World traveler Michelle May, a one time North Tonawanda resident now in her 30s and living in California, made national headlines recently when she was briefly detained in Iran following historic protests in Tehran.
She relocated to Dubai following the ordeal last Friday, and spoke with CNN’s Kiran Chetry for an interview posted online Wednesday.
May flew to Tehran prior to headline-grabbing protests earlier this month. It was her third trip to the Middle Eastern nation in more than a decade. May, a dual Irish-American citizen, traveled under an Irish passport.
She recalled a scene usually reserved for the movies, in which the cab she was riding in was stopped by men on motorcycles. She was whisked into a waiting car before being driven around and subjected to an hour-long interrogation.
In the interview, May pointed out she was not held longer probably because she is not a terrorist or a spy. But she became a sort of journalist for one of the few stories able to escape Iran recently, in the wake of hotly contested presidential elections and the kind of protests not seen there since the 1979 Iranian Revolution.
Bloody street-level clashes had just flared up between supporters of incumbent President Mahmoud Ahmadinejad and those of reform candidate Mir Hossein Mousavi.
The riots were in large part peaceful, it has been reported, but also remarkably violent in the wake of the reform candidate’s announced loss and suspicions of voter fraud.
May had front row seats, before her kidnapping and brief detainment by Basij militia operatives working on behalf of Ahmadinejad recently in Tehran, the nation’s capital.
The following is a composite of her talk with CNN:
“I went because I have been there two times before and I feel very connected to the county and the people there ... I have a lot of friends.
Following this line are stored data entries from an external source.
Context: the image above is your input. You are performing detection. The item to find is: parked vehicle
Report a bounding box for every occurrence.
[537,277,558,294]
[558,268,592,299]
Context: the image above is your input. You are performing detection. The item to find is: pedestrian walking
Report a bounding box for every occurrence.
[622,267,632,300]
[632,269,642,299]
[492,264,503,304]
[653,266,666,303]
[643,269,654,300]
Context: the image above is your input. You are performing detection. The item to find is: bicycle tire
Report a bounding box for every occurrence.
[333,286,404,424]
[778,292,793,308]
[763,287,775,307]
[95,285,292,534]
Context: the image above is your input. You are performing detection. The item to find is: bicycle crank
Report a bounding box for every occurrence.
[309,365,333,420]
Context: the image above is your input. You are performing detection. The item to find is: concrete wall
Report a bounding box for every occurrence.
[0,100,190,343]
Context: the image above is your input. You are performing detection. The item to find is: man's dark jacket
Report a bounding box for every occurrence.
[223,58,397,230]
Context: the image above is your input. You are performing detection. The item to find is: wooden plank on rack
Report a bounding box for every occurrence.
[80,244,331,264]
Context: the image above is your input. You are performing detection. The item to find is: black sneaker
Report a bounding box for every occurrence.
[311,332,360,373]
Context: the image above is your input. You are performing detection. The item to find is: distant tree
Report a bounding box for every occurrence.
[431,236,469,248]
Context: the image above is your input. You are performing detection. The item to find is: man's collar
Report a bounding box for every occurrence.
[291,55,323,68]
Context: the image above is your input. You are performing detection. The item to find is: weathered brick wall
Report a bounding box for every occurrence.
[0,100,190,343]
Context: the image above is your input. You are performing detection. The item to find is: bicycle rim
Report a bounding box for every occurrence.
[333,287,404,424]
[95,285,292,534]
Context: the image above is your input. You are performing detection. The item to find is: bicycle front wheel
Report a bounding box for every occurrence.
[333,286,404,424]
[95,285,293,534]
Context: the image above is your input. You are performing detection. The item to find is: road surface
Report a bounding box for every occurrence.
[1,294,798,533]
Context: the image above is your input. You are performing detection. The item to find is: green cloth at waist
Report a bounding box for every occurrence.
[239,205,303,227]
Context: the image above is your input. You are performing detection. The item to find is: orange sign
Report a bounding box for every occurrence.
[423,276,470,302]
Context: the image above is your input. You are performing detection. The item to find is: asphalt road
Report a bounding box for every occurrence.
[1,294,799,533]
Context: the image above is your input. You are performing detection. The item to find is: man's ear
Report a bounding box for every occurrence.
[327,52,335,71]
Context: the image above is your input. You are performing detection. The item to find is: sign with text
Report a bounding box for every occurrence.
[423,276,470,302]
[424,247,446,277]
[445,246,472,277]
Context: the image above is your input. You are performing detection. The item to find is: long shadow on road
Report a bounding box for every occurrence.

So when I was watching the election, the run up to the election and the election results I just felt a real need to be there with my friends. I just wanted to be a part of what could possibly be history. So I made arrangements last minute,” she said.
She said she had been sitting in an Internet cafe, trying to download a CNN report on Ayatollah Ali Khamenei’s post-election prayer. A male Iranian stranger had helped her hail a cab to meet a friend for lunch.
The rest is like something out of the movies.
“And about a half an hour into that ride, there are two motorbikes on either side of my taxi — (the male acquaintance) is on the back of one of them .... They pulled me over and I knew what was happening. I was terrified.”
She started screaming.
The once-helpful male acquaintance got in the cab, “and he told me I had to go with them,” she said.
“I stood up to get out of the taxi — I thought ‘I’ll make a scene on the street and maybe they’ll leave me alone. However, that didn’t work, I think because everybody’s so terrified of the Basij right now ... They took me by either arm and then they put me into a car that had pulled up,” she told CNN.
They then held her in that fashion for roughly an hour.
“OK we’ll stop,” she recalled the man who spoke English saying when they passed a police station and she banged on the window.
“They really had nothing on me. I’m not a terrorist and I’m not a spy,” she said.
They recommended she go to Dubai, which she did before speaking with the media.
The interview included rare comments on the feeling among Iran’s citizens amid all the upheaval.
“Honestly everyone I know there is just scared,” May said. “Since last Friday I don’t know anybody who is actually going out and protesting and if they are, like I said, they know that they’re risking their lives but they’re so fed up that they’re willing to do that.”
“It’s definitely a very scary time. It’s a strange time. It’s different than how it normally is there.”
You can view the full CNN interview by typing http://www.cnn.com/video/?iref=videoglobal into your Web browser, then clicking on the link near the bottom of the page.
Back here in North Tonawanda, childhood friend and schoolmate Sue Wadowski recalls May as a “quiet, smart girl with a good head on her shoulders.”
Though the two haven’t spoken much since graduation from North Tonawanda High School’s class of 1990, she said it’s no surprise May has traveled so extensively.
She mentioned May’s blog, meshelmay.com/blog, a site featuring accounts of several humanitarian voyages to some of the world’s poorest or politically volatile countries in recent years.
An entry entitled “An American in Iran” includes a section called frequently asked questions.
A chapter called “Why Iran?” details how May had long wanted to visit the country and first did so in the summer of 1997.
“I found myself in awe of the land’s beauty, and the staggering kindness of the people,” she wrote “... many people in ‘the West’ don’t realize this is an essential part of Persian culture and also a major part of Islam — taking care of your guest, even if they are simply a tourist in your country. Back home, we stand much to learn from this custom.”
She goes on to say she felt safer in Iran than her hometown of San Francisco. Also, she writes, her dual citizenship allowed her to travel as a citizen of Ireland, and unlike Americans, she can travel independently there, without an official escort or tour group.
“I fund myself,” she writes of her ability to travel, after noting she now works in the California public school system, preempting the presumed question, ‘are you independently wealthy?’
“I work very hard. Save. Don’t spend money on too many frivolous things.”